Six Weeks to OMG: Abandoned!

Yes, I gave up.

To be honest, my main reasons for starting this diet was to see whether it was as damaging as it appears. I do like to give people a fair chance, and even though the book is full of rhetoric that I don’t agree with, about being in competition with your friends, feeling good based only on your appearance, and the like, I wanted to give it the benefit of the doubt. For the record, I certainly don’t agree that you should ever indulge in these ideas, even if some of us do actually think this way from time to time. It’s not healthy, and it’s the way that eating disorders are created.

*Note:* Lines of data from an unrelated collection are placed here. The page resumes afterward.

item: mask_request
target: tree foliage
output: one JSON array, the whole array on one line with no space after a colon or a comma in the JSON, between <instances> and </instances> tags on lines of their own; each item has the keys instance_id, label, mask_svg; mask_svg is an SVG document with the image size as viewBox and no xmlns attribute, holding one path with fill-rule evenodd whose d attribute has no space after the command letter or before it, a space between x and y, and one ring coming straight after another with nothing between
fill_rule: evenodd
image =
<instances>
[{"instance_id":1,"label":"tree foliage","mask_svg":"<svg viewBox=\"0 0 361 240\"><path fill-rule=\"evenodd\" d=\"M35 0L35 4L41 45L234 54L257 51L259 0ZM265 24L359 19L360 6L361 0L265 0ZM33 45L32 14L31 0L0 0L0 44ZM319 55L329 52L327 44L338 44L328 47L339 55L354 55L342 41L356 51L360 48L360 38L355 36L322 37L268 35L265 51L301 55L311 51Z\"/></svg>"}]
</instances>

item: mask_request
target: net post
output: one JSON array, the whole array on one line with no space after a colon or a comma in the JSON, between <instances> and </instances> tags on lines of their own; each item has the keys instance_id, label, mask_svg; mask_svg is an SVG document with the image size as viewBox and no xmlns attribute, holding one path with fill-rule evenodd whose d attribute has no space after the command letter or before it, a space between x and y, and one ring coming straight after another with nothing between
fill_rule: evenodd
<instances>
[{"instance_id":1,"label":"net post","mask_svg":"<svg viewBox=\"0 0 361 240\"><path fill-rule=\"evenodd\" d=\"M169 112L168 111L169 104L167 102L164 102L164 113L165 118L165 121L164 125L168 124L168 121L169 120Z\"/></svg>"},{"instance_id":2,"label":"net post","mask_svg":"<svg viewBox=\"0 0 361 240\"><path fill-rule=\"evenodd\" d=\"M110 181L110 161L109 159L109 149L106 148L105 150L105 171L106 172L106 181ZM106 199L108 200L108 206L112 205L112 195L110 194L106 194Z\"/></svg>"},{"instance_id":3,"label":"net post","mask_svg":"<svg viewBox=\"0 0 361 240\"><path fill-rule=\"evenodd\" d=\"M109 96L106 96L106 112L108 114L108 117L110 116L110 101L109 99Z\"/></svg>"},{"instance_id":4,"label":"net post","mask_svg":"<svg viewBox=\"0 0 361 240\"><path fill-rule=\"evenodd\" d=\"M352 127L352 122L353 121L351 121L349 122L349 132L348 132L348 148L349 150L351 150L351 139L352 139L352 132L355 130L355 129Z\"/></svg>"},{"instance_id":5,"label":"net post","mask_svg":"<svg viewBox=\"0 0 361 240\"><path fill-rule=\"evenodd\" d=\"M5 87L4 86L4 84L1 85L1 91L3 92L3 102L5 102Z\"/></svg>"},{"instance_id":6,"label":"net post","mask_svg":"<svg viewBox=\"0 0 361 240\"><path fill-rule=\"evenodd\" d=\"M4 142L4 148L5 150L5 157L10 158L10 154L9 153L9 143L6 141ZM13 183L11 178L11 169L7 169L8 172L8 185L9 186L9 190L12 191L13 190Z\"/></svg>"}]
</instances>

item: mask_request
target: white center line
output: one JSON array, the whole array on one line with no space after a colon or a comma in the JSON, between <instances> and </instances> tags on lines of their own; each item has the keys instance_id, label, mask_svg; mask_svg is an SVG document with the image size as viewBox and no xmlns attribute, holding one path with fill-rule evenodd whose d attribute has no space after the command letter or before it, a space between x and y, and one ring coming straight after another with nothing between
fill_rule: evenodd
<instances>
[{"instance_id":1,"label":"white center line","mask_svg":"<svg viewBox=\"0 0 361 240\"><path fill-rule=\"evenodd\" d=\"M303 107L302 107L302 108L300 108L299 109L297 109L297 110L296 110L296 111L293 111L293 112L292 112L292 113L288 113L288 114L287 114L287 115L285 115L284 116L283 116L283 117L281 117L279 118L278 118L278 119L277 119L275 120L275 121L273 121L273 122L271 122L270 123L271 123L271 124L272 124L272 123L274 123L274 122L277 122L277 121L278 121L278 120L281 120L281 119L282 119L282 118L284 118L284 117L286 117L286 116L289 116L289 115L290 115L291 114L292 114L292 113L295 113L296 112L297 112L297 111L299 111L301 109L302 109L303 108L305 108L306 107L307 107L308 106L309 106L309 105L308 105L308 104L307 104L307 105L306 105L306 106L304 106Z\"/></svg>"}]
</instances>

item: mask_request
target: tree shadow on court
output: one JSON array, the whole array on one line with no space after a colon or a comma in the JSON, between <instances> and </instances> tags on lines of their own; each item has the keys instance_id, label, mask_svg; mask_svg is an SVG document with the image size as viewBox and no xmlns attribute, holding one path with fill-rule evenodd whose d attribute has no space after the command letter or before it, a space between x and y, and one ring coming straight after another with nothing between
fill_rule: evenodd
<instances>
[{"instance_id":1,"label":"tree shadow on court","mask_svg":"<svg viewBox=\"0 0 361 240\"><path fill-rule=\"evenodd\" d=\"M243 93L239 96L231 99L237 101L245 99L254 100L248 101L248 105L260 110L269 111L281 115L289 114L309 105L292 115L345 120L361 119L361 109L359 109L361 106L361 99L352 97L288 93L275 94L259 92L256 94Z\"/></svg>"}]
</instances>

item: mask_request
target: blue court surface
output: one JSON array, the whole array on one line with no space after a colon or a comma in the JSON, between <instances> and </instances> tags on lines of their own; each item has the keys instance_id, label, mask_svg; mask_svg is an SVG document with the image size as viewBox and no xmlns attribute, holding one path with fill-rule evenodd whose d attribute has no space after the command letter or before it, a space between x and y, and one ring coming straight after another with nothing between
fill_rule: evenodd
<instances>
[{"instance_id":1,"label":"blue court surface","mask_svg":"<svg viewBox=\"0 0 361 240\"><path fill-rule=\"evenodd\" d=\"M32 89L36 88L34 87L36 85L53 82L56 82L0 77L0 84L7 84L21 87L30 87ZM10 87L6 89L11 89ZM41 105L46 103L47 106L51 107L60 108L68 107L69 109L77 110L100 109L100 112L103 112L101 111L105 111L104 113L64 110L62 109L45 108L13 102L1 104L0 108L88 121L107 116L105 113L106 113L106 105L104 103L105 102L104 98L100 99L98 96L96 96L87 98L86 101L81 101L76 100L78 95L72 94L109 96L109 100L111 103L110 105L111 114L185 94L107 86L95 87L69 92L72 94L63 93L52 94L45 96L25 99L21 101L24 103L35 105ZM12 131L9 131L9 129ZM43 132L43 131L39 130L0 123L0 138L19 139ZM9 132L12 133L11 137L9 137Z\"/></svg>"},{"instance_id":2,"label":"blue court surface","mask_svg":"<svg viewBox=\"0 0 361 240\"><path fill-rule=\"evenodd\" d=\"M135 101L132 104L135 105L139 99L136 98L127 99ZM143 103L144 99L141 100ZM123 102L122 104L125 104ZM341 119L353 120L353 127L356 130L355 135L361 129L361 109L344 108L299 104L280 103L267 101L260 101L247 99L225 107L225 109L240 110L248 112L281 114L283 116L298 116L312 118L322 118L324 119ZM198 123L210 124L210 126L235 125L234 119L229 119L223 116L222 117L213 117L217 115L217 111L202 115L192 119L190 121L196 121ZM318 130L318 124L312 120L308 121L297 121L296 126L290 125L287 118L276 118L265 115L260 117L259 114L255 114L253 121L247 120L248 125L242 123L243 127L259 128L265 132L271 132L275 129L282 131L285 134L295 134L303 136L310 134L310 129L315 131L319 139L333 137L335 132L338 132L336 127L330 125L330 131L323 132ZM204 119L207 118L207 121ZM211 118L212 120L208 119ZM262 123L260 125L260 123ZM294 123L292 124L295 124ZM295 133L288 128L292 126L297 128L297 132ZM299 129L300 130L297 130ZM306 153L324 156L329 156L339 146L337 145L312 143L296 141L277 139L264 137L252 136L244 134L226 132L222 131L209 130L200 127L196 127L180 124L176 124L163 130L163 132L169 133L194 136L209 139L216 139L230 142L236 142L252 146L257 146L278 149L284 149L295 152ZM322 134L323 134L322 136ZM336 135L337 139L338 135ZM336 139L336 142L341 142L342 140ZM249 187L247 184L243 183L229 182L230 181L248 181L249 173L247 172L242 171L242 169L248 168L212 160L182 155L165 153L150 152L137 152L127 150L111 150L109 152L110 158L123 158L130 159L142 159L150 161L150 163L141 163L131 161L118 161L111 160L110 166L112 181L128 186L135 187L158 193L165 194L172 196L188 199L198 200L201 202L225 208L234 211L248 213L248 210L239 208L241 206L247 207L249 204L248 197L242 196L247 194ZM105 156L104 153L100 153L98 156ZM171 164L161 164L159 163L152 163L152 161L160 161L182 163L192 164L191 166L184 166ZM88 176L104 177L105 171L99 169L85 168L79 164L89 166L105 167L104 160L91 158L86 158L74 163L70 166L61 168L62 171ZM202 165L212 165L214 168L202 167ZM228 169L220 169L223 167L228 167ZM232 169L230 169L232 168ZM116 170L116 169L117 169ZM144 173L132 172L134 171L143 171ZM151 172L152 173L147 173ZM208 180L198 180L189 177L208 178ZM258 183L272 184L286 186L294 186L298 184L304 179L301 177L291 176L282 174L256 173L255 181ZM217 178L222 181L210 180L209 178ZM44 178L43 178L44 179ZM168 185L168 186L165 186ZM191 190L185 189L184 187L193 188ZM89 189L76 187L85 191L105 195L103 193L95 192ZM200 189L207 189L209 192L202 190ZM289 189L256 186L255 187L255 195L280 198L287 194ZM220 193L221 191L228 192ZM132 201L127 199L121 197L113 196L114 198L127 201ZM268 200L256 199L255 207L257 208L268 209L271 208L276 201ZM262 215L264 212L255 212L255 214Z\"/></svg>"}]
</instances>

Even as an ‘experiment’, I found it difficult to keep up. It seems to me that the way the diet will actually make you lose weight is through extreme exercise and low calories. I already know how to do a modified version of this, and any more just seems excessive to me.

I’m not going to condemn the plan, because I believe you should make up your own minds about it, but I certainly won’t be using many of the tips in my everyday life. As a short term experiment, it was fun for a while. As a way of life, it’s a surefire recipe for misery…

A week in… One lb down, but many slip-ups! Six Weeks to OMG

I can’t start this post off by saying ‘so, a week in to Six Weeks to OMG’, because I’ve found myself adapting the plan quite a lot, in all honesty. The cold baths are a thing of the past. I cannot bring myself to carry on doing them, and unless someone can actually prove they really do aid weightloss in a proper trial, I don’t think I’ll be bothering. I chalk it up as one of those extreme fitness tips that can only make you miserable in the short term, like wheatgrass shots (BLEGH). Really, you have to evaluate for yourself each individual aspect of the plan – and Fulton says himself you can pick what you like from his ideas – and decide whether you think they’re worth the effort.

Another thing that’s a thing of the past is skipping breakfast. I can’t do that, either. I like eating breakfast, and I have plenty of time to do it, so why not?

I am keeping up low carbs, plenty of exercise before meals, where possible, and balloon blowing. Oh, and lots of coffee and tea, but that’s par for the course.

I had a great weekend, though – which is code for ‘I slipped up’. My plan was to have a low carb Chinese takeaway (chicken in black bean sauce), but I also ate a bag of prawn crackers, and half a tub of ice cream. Then on Sunday, I ate a great deal of popcorn, and a cup of rice, along with some Cajun salmon. Amazingly, despite this, I managed to lose 1lb at least so far (I didn’t weigh myself at the very start – too scared!).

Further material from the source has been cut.